We plan to release more detailed information and a call for applications for our first cycle in July 2022.   

An experiment for systemic change

Our grantmaking program is an experiment in challenging unjust systems in two ways. 

First, we are trying to build a new program that addresses some of the challenges of a system of traditional, global North-driven funding.  We are trying to shift power related to grantmaking and financial resources to movements on the ground in Africa.  We are working to define, design, introduce, and drive new solutions based on the experience of movements themselves.

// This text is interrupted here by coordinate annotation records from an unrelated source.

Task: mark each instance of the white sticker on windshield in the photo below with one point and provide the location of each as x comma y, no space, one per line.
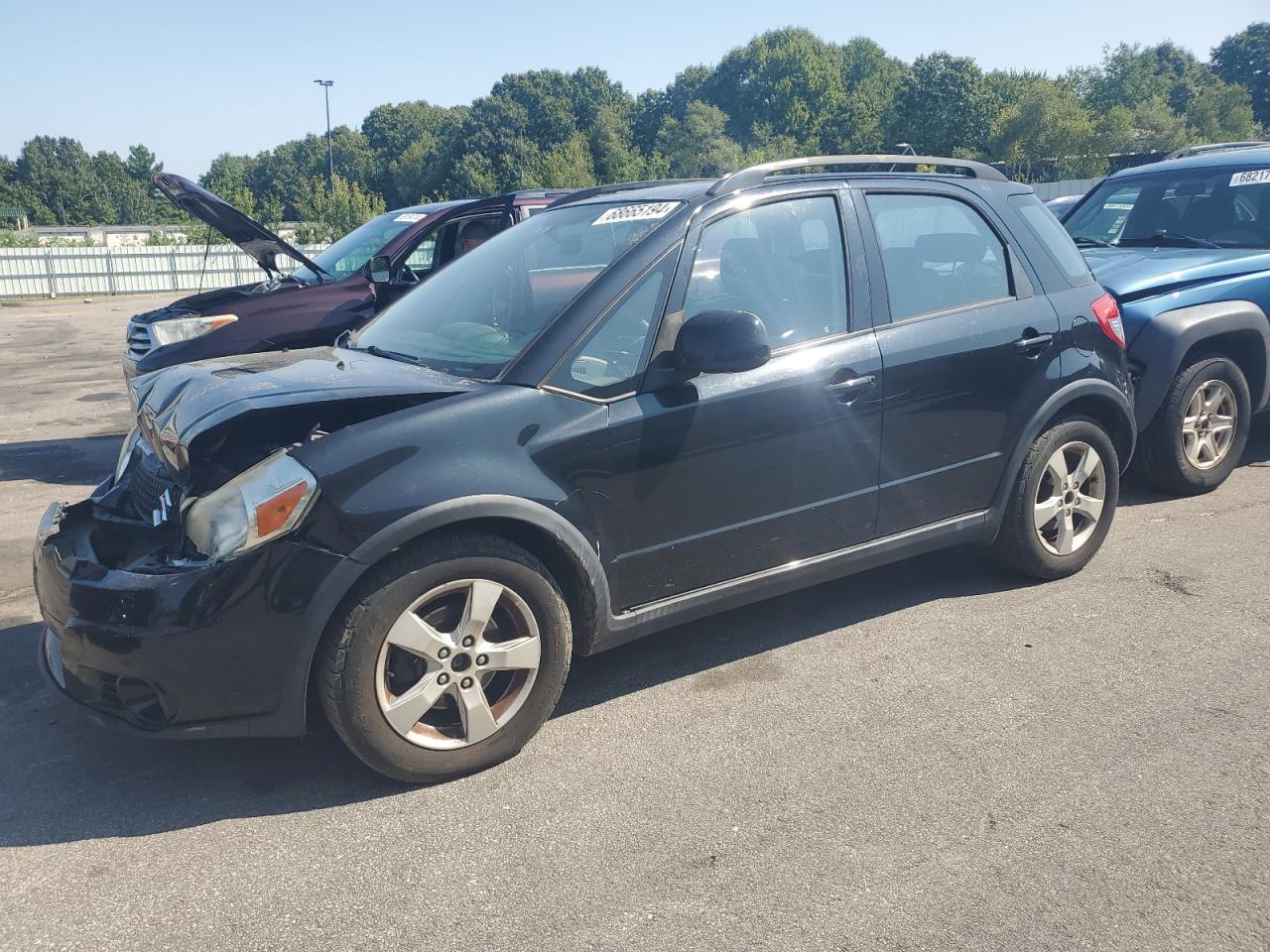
636,212
1254,177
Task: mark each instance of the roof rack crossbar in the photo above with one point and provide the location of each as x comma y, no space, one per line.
583,194
1185,151
757,175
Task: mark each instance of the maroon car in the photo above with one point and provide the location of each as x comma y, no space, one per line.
335,291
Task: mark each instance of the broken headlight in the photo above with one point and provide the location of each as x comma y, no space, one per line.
187,327
130,443
263,503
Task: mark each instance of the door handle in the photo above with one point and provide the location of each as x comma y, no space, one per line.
1032,344
848,390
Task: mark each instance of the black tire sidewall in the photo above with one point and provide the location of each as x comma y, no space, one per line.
367,730
1034,558
1175,412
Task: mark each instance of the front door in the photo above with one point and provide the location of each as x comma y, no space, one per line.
731,474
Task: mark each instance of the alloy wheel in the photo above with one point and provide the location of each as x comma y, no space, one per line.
1070,498
1207,426
457,664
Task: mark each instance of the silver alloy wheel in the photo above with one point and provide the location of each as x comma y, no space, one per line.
448,687
1207,428
1070,498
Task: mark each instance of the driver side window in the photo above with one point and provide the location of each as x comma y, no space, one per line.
421,259
608,359
784,262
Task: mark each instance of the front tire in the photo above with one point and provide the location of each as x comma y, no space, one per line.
452,655
1062,503
1198,434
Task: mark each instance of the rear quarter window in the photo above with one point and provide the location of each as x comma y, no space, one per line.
1053,236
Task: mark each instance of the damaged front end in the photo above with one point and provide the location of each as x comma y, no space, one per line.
208,467
158,588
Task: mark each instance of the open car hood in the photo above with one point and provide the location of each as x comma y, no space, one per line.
250,235
280,394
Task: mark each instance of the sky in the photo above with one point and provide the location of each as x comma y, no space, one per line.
193,80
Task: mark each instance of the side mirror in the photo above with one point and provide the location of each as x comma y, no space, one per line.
721,341
380,268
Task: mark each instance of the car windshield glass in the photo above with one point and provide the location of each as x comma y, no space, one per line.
352,252
1227,207
479,312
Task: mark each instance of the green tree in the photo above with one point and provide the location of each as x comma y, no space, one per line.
141,164
783,84
698,145
871,80
1245,59
408,141
1043,119
944,107
330,212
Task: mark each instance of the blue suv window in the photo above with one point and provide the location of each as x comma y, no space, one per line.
1227,207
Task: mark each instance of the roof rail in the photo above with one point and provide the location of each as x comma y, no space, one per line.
1211,148
581,194
757,175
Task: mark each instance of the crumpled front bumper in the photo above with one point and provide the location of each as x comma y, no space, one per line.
193,651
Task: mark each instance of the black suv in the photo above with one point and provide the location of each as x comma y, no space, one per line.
651,403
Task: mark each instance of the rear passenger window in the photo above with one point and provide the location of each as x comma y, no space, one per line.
939,254
1048,230
783,262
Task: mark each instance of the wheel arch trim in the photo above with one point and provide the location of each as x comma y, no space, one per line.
417,525
1080,391
1162,344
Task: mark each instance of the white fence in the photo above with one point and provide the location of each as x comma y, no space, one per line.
55,272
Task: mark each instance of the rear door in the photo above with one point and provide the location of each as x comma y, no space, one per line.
731,474
970,350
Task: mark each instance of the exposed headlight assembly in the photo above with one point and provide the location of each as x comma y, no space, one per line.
263,503
130,443
178,329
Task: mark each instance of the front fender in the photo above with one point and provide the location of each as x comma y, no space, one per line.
1164,343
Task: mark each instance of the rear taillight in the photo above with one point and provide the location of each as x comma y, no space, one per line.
1107,312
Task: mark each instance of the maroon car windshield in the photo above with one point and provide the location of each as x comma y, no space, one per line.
481,311
350,253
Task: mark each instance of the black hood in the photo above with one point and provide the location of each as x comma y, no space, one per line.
327,388
250,235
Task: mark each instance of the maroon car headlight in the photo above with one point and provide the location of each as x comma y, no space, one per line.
263,503
178,329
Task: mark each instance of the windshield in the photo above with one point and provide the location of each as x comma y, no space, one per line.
352,252
1224,207
479,312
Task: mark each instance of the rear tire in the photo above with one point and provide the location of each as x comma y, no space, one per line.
452,655
1062,503
1173,454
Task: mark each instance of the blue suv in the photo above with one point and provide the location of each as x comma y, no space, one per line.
1185,248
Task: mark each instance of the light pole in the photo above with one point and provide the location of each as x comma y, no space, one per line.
330,155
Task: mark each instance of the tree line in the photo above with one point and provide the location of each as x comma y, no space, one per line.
785,93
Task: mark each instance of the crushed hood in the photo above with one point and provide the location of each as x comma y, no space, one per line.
1132,273
248,234
178,405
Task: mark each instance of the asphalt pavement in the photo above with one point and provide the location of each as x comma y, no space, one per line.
931,756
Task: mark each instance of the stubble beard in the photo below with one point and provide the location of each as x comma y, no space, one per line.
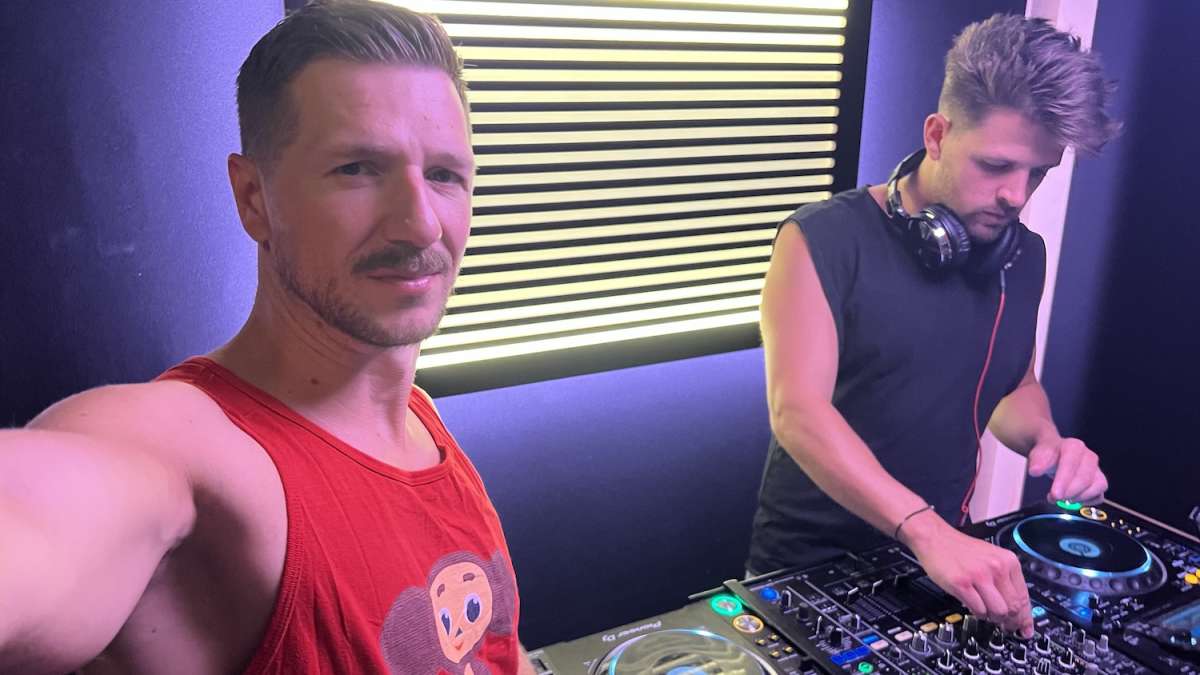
335,309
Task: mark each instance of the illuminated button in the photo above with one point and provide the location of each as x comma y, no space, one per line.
748,623
726,605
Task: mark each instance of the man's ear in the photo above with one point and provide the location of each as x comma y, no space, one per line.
246,180
934,135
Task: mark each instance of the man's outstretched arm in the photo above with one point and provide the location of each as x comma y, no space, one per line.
84,521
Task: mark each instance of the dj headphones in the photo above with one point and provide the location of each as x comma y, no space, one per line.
939,238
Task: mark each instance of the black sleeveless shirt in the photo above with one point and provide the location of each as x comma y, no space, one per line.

Second, we are aiming to support change agents on the continent in their struggle for deep, systemic change in Africa. Our hope is that the grants can provide added support to the change actors on the ground who best know how to challenge the “crises” around them.  And our hope is to support a next generation of civil society who bring forward new models of activism and alternatives that contribute to stopping the bad & building the new.

More information about the “Karibu New Realities Grant” will be made available in the next couple of months.

We encourage all of the groups of “Bongis” out there (creative, strategic, agenda-setting, and network-building groups and formations in Africa that are working for systemic change) to apply.  

Cycle 1 Applications were accepted until August 15th, 2022. More information about Cycle 2 will be released in 2023.